The Carbon Disclosure Project, in its 2008 US report explains that companies are increasingly viewing climate change risk as an enterprise-wide risk. CDP reports that many companies now address climate change at board level. The 2008 survey shows that the number of companies reporting that they have a board or executive-level officer with overall responsibility for climate change management rose to 204 (65 percent), up from 141 (50 percent) in 2007.
An unclear yet present danger
Given the general lack of clarity surrounding disclosure requirements, how was Cuomo able to force expanded disclosure? Like his predecessors, he leveraged the Martin Act and anti-fraud provisions of New York’s Executive Law. The Martin Act gives Cuomo authority to file civil and criminal charges against companies for investor fraud. Cuomo based his investigation on the argument that, by not disclosing climate change risk, Xcel was not meeting its public filing obligations. He suggested that by omitting or withholding important information that could potentially impact performance of the company, Xcel was defrauding its investors.
In particular, Cuomo highlighted the lack of disclosure regarding plans to build new coal-fired plants – something that is illegal in certain states – and the impact this would have on the company’s ability to conduct business.
As climate change related risk becomes more common, it will be even more important for senior management and board members to be familiar not just with multiple state regulations but also with internal business processes and how changes in legislation might impact corporate strategy.

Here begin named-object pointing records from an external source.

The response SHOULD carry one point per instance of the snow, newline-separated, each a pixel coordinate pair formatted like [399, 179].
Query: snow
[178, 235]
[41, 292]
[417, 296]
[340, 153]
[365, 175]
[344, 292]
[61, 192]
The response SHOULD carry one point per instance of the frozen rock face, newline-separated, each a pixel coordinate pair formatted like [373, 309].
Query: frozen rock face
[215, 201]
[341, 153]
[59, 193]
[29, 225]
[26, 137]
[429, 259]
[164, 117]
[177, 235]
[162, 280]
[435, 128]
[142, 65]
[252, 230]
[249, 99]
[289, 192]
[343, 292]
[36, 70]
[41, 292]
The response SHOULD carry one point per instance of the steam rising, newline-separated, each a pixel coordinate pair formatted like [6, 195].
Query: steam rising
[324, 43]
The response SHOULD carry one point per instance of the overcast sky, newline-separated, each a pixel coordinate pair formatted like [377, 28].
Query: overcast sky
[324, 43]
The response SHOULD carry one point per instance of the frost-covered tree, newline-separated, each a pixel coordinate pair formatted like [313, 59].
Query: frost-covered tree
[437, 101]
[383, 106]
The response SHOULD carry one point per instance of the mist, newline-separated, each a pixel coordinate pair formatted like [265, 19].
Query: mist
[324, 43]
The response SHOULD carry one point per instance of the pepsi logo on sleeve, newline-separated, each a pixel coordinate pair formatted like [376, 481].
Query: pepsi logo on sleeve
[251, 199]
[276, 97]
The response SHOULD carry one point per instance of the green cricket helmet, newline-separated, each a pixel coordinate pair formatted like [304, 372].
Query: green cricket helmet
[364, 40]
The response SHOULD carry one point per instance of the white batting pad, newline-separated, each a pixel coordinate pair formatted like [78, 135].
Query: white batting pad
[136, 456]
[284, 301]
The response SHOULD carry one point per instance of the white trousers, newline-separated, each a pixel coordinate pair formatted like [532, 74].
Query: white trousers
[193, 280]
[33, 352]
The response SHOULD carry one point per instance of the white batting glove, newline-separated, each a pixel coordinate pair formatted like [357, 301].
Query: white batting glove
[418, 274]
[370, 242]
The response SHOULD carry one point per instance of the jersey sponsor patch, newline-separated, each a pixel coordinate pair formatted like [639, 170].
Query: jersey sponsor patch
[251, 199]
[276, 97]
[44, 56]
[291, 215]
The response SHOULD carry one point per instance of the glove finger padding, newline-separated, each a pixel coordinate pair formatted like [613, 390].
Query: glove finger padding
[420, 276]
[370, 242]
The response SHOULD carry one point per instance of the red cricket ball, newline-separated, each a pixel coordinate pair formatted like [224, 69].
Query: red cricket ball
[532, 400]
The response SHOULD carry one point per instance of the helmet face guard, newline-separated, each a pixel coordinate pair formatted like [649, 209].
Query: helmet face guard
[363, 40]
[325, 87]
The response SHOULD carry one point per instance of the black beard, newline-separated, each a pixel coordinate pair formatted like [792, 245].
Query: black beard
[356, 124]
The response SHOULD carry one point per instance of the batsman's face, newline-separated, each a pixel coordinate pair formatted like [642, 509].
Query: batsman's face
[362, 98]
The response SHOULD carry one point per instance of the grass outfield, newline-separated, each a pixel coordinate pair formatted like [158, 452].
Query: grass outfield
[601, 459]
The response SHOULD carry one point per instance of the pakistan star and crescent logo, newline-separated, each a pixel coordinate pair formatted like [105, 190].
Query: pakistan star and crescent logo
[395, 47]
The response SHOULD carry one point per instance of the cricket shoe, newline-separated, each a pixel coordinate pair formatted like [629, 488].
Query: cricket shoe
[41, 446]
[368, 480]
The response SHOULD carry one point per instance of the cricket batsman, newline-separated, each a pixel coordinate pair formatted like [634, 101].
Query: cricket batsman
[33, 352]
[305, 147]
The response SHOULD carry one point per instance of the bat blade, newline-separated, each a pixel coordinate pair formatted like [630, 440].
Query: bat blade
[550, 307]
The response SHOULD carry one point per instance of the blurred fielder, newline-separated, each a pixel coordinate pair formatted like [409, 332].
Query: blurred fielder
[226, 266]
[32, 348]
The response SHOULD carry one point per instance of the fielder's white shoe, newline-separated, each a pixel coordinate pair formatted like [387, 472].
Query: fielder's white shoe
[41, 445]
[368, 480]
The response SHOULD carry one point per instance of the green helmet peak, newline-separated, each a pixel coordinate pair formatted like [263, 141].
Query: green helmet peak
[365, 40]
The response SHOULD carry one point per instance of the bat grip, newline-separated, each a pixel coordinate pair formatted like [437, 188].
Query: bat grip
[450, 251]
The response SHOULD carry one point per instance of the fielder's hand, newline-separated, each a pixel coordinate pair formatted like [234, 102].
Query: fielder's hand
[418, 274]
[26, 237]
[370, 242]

The Xcel settlement and the voluntary adoption of more robust reporting standards at other utilities demonstrate that climate change and the environment are more than just CSR and sustainability issues; they are real problems with financial consequences and as such must be analyzed and reported.
Brown and McKinstry conclude: ‘Judicial decisions driving the Environmental Protection Agency (EPA) toward regulation of greenhouse gas emissions and the expansion of state laws and enforcement regarding emissions will require many companies to reevaluate their current climate change disclosures. Under existing SEC disclosure requirements, clarification of the reach of existing laws and regulations to include greenhouse gases may have a material effect on companies that are subject to permitting requirements or other direct regulation. Coming regulation of greenhouse gas emissions will have the effect of pricing those emissions and will disadvantage companies whose operations and supply chain impacts are more carbon intensive than their competitors. Under existing SEC regulations, such risks may now rise to the level of materiality that they must be disclosed to investors.’
It is also important not to underestimate the potential emboldening influence Cuomo’s success will have on other state officials. As the public continues to make calls for greater corporate responsibility and increased action against companies that are not outstanding citizens, it is likely that other state officials will be motivated to take similar action.